Selain Jalan Mencari Kerja, Pendidikan Juga untuk Wujudkan Peradaban
Pendidikan Indonesia menjadi tumpuan untuk mewujudkan sumber daya manusia unggul dengan tetap berpegang pada nilai-nilai budaya bangsa. Namun, pendidikan belum memiliki arah jalan yang jelas untuk terus konsisten.
Oleh
ESTER LINCE NAPITUPULU
·5 menit baca
JAKARTA, KOMPAS — Pendidikan tidak semata-mata tentang proses pembelajaran dan kesiapan memasuki dunia kerja. Namun, pendidikan juga harus menjadi proyek untuk mewujudkan peradaban dan keadaban publik dengan menjalankan proses pendidikan sesuai nilai-nilai dasar dalam pembukaan Undang-Undang Dasar 1945 dan Pancasila. Karena itu, peta jalan pendidikan penting dibuat secara demokratis sebagai acuan atau arah bagi pencapaian pendidikan nasional.

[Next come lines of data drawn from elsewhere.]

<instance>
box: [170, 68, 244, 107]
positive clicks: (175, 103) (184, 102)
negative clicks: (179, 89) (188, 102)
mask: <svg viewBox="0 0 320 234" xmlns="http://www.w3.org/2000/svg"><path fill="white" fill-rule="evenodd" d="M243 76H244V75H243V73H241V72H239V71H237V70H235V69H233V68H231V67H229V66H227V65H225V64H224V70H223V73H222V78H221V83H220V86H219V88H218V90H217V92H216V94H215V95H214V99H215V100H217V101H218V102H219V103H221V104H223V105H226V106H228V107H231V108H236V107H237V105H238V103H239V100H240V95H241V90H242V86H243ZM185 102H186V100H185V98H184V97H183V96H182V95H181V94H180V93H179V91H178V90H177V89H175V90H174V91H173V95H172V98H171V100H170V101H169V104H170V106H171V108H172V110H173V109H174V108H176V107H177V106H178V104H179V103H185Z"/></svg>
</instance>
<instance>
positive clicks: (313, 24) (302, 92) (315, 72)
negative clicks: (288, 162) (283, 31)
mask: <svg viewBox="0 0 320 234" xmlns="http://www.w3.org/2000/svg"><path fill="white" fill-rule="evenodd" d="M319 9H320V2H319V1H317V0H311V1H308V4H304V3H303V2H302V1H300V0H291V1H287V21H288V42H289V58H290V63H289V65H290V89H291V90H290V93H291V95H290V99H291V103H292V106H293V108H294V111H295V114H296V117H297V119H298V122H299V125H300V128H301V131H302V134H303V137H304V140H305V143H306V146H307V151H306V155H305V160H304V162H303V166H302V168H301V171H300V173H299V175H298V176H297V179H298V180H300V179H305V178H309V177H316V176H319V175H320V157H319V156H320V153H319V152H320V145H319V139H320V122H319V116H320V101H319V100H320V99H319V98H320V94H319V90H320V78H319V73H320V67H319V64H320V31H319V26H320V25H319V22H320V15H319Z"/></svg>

Romo Darmin Vinsensius Mbula OFM, Ketua Presidium Majelis Nasional Pendidikan Katolik, di webinar Ngobrol Pintar Seputar Kebijakan Edukasi bertajuk ”Kaleidoskop Pendidikan Indonesia 2022”, Minggu (18/12/2022), mengatakan, pendidikan dimaksudkan untuk membawa orang terdidik, punya akal sehat, dan bisa berpikir untuk masa depan yang lebih baik. Karena itu, penting untuk terus berefleksi apakah pendidikan sejati sudah dijalankan bangsa ini guna menghasilkan orang-orang yang bisa melindungi satu sama lain, menyejahterakan, mencerdaskan kehidupan bangsa, dan turut serta menciptakan ketertiban dunia.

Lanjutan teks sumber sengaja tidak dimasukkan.